Here’s the announcement just filed with the Securities and Exchabnge Commission about departures of two leading members of its management team:
On May 1, 2012, Amyris, Inc. (the “Company”) announced the departures of certain members of its management team that were decided on April 25, 2012 as result of organizational restructuring. The Company generally expects these departures to be effective by May 2, 2012 (with formal employment separation dates to be determined) and to include the following executive officers named in the Company’s definitive proxy statement filed with the Securities and Exchange Commission on April 12, 2012 (the “Proxy Statement”): Mario Portela, President of Global Operations (principal operating officer) and Tamara Tompkins, Executive Vice President, General Counsel and Corporate Secretary. In connection with their departures, these individuals may receive severance compensation consistent with the severance provisions of their offer letters or other employment terms, as described in the “Executive Compensation-Potential Severance Payments upon Termination and upon Termination Following a Change in Control” section of the Proxy Statement.
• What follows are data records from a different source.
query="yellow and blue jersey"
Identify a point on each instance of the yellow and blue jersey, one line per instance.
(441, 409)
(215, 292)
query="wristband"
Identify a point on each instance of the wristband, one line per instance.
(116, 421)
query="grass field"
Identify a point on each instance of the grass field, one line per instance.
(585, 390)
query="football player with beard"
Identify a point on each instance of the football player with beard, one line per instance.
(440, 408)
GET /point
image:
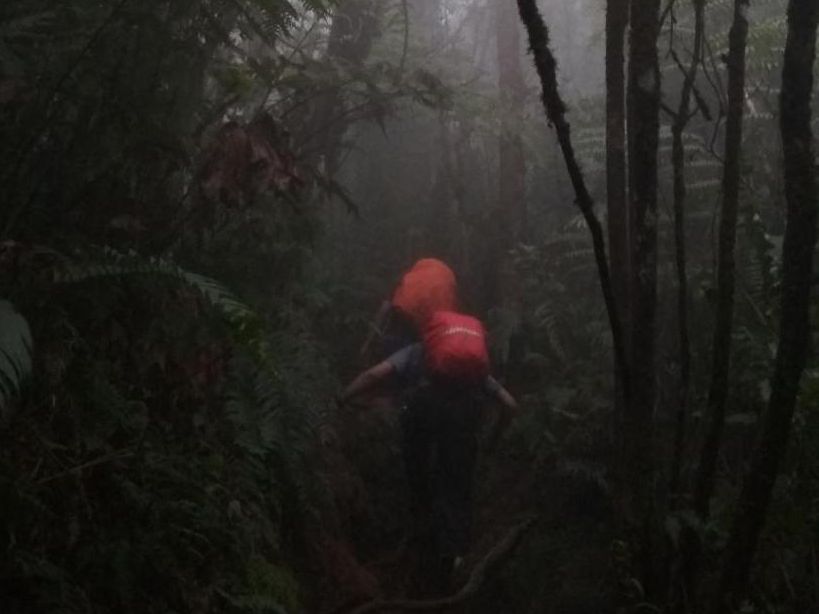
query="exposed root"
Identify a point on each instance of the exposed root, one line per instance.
(496, 555)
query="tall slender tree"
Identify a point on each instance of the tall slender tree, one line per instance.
(510, 212)
(802, 196)
(680, 121)
(616, 178)
(643, 100)
(352, 33)
(718, 390)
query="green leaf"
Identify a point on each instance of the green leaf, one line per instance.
(15, 351)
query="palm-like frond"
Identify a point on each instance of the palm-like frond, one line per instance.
(124, 265)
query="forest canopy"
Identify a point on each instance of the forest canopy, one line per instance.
(206, 207)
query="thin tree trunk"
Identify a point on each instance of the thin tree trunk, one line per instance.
(556, 112)
(718, 390)
(678, 163)
(512, 177)
(643, 98)
(683, 586)
(616, 178)
(352, 33)
(511, 207)
(794, 328)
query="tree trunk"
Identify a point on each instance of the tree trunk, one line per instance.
(678, 164)
(354, 28)
(718, 390)
(510, 212)
(616, 178)
(556, 112)
(794, 326)
(643, 99)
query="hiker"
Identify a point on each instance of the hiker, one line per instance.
(428, 286)
(448, 375)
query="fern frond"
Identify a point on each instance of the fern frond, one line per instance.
(125, 265)
(15, 351)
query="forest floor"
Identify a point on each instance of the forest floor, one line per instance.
(561, 562)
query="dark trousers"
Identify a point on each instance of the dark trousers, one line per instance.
(440, 449)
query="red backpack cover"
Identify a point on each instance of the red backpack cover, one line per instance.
(429, 286)
(455, 348)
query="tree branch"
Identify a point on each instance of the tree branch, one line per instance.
(494, 557)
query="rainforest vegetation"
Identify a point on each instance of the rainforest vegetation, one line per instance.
(203, 203)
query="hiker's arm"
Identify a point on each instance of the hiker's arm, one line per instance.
(366, 381)
(377, 327)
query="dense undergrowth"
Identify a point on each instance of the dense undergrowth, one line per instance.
(203, 202)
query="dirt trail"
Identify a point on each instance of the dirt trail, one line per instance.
(560, 565)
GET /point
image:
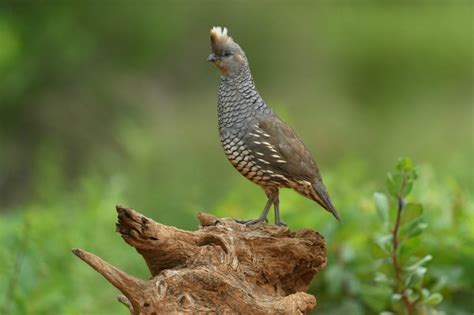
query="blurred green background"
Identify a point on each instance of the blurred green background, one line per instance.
(112, 102)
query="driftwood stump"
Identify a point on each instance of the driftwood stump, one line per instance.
(224, 267)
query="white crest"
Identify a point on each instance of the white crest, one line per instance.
(219, 34)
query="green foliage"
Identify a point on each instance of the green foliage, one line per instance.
(103, 104)
(410, 294)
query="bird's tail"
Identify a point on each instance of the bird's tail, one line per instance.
(322, 198)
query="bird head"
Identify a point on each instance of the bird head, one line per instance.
(226, 54)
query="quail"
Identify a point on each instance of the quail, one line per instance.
(255, 140)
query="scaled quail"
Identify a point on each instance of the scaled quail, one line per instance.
(258, 143)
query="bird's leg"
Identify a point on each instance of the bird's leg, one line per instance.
(262, 217)
(276, 207)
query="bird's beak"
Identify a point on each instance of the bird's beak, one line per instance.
(212, 58)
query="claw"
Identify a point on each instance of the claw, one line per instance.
(279, 223)
(252, 222)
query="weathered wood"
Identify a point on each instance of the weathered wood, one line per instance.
(224, 267)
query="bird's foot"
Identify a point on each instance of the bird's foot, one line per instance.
(280, 223)
(252, 222)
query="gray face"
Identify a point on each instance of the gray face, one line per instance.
(228, 57)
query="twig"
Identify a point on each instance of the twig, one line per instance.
(400, 286)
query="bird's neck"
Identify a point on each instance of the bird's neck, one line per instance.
(238, 98)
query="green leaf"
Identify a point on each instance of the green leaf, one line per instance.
(419, 263)
(414, 228)
(411, 212)
(393, 184)
(434, 299)
(384, 242)
(405, 165)
(381, 205)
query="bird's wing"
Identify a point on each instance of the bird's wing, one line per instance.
(282, 148)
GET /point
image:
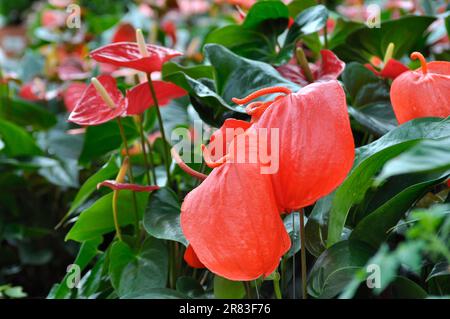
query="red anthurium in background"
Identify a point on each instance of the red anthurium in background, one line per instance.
(424, 92)
(316, 143)
(140, 98)
(128, 55)
(389, 68)
(102, 101)
(329, 67)
(73, 94)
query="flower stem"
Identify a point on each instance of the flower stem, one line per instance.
(276, 287)
(161, 128)
(116, 216)
(303, 253)
(130, 175)
(303, 62)
(144, 151)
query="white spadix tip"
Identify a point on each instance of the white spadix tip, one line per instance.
(141, 43)
(103, 93)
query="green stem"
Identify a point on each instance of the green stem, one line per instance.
(130, 175)
(303, 253)
(161, 128)
(116, 216)
(144, 150)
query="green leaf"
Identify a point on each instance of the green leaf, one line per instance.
(148, 268)
(234, 77)
(88, 250)
(370, 159)
(406, 33)
(24, 113)
(227, 289)
(102, 139)
(426, 156)
(98, 219)
(369, 99)
(374, 228)
(17, 141)
(336, 267)
(162, 216)
(310, 20)
(190, 287)
(109, 170)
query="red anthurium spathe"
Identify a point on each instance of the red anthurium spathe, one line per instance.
(102, 101)
(117, 186)
(140, 97)
(191, 258)
(73, 94)
(316, 148)
(329, 67)
(233, 223)
(424, 92)
(128, 54)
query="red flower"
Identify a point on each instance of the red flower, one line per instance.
(140, 97)
(92, 109)
(422, 93)
(316, 144)
(329, 67)
(73, 94)
(117, 186)
(128, 55)
(233, 224)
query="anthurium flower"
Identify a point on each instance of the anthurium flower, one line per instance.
(232, 223)
(102, 101)
(73, 94)
(190, 257)
(316, 148)
(389, 67)
(117, 186)
(128, 54)
(140, 97)
(329, 67)
(422, 93)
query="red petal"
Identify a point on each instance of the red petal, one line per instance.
(140, 98)
(126, 54)
(191, 258)
(221, 139)
(124, 33)
(392, 69)
(415, 95)
(316, 144)
(232, 222)
(125, 186)
(73, 94)
(92, 110)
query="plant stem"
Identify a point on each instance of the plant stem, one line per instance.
(130, 175)
(276, 287)
(303, 253)
(144, 150)
(116, 216)
(161, 128)
(303, 62)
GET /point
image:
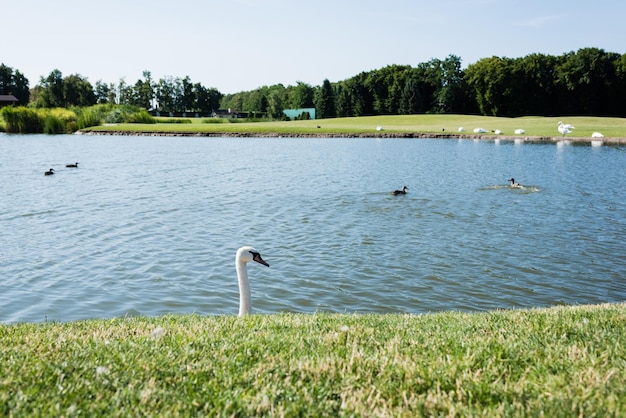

The Company expects to identify successors for these roles in the near future.
So both the chiefs of the global operations and their house lawyer have fled, while the stock continues to hover within shouting reach of it’s all-time low.
The company, started by UC Berkeley “bioengineer” Jay Keasling with money from Bill Gates, failed to meet its target for profitable operations of its agrofuel business and has concentrated on developing costly chemicals for the cosmetics industry.
The company, repeatedly hailed by UC Berkeley and City of Berkeley officials as one of the premiere startups fostered by the university, has turned into a financial black hole for investors, whose stock today was worth just 9.1 percent of what it fetched little more than a year ago.
We’re particularly curious about the departure of the general counsel.